July 24, 2020 Night in Gales – Dawnlight Garden (Album Review)
German Masters of Melodic Death Metal, Night in Gales have re-entered the limelight with Dawnlight Garden, set for release on July 24 through Apostasy Records.
Their seventh record overall, and second for Apostasy, Dawnlight Garden continues the recent return taken by the band. For those who have been paying attention, from their start in 1995, the band has undergone a few drastic lineup changes; original Vocalist Christian Müller left before the band recorded their 1997 debut Towards the Twilight, replaced by Björn Gooßes. Handling guitar duties from the beginning are brothers Frank and Jens Basten, along with Tobias Bruchmann on bass. This in mind, dispersing a flurry of changes, Adriano Ricci has handled drums since 2003 and Müller returned to the band in 2016 ahead of 2018’s The Last Sunsets; their debut for Apostasy and a stylistic reset for the band.
As Jens told UK web magazine The Moshville Times, “We play pure melodic death metal the old-school way. I don’t think it’s very unique, but…people are loving bands who still play the pure shit…you will notice that we have our own unique style and some trademarks.” The younger brother makes good points, but also sells his band a bit short, even with the mention of the band’s distinct style caveats. That in mind, while Dawnlight Garden can, upon first listen, be quickly shelved alongside seminal-era works by At the Gates, In Flames, or The Crown, Night in Gales add enough quirks and unique touches to lift themselves out of direct competition with their genre peers.
The soft crying of guitar licks on tracks like “Beyond the Light” and “A Spark in the Crimson Eclipse” add a funereal, almost Doom setting the new album. Similarly hypnotic guitar work opens the title track, dragging you into a calm lull before the crushing drums of Ricci take control; indeed, the drummer is able to add an inhuman level of blast beat work without dragging the band too far outside their established area of Melodic Death Metal. This is while the marching bass progressions from Bruchmann add another unique aspect, standing out just enough for inspection without taking too much space. He forms a strong rhythm section with Ricci to ably back up the brothers Basten on guitar, but again, successfully straddling the line between overplaying and taking quiet respite in the darkness as other Metal rhythm sections may be comfortable doing. The two combine elsewhere, such as “Beasts Leave Tombs Again,” to again lay a strong foundation for the guttural snarls of Müller and swirling guitar work of the Basten brothers. Furthermore, a track like “Kingdom” adds a unique bass and drum flair as an opening before quickly falling into the Melodic Death Metal pasture.
Other tracks follow suit, such as “Winterspawn,” “A Spark in the Crimson Eclipse,” and “The Spectre Dead.” The album also opens and closes with two largely instrumental tracks, “Atrocity Kings” at the forefront and “The Bonebed” at the close.
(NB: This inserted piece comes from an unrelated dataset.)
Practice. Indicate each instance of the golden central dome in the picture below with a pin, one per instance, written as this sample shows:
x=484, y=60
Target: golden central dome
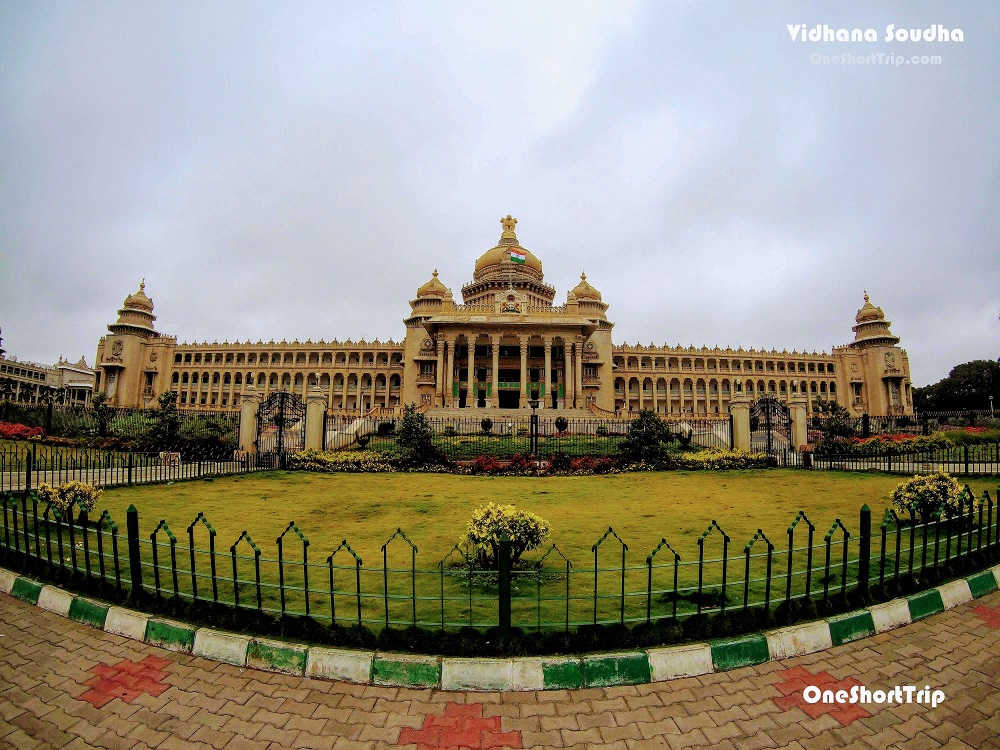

Leaving these tracks aside, enticing though they may be, Dawnlight Garden may not break the glass ceiling, but certainly make an effort.
A quick two-hour flight separates Rhine-Ruhr area of Germany, where Night in Gales call home, and Gothenburg, Sweden, the birthplace and Mecca of Melodic Death Metal. Dawnlight Garden is a smooth approximation of what that ride could feel like. A few forgettable moments are largely washed away by the blips and unique twists Night in Gales have placed on the genre they clearly adopt as their own. As such, Cryptic Rock gives Dawnlight Garden 3.5 out of 5 stars.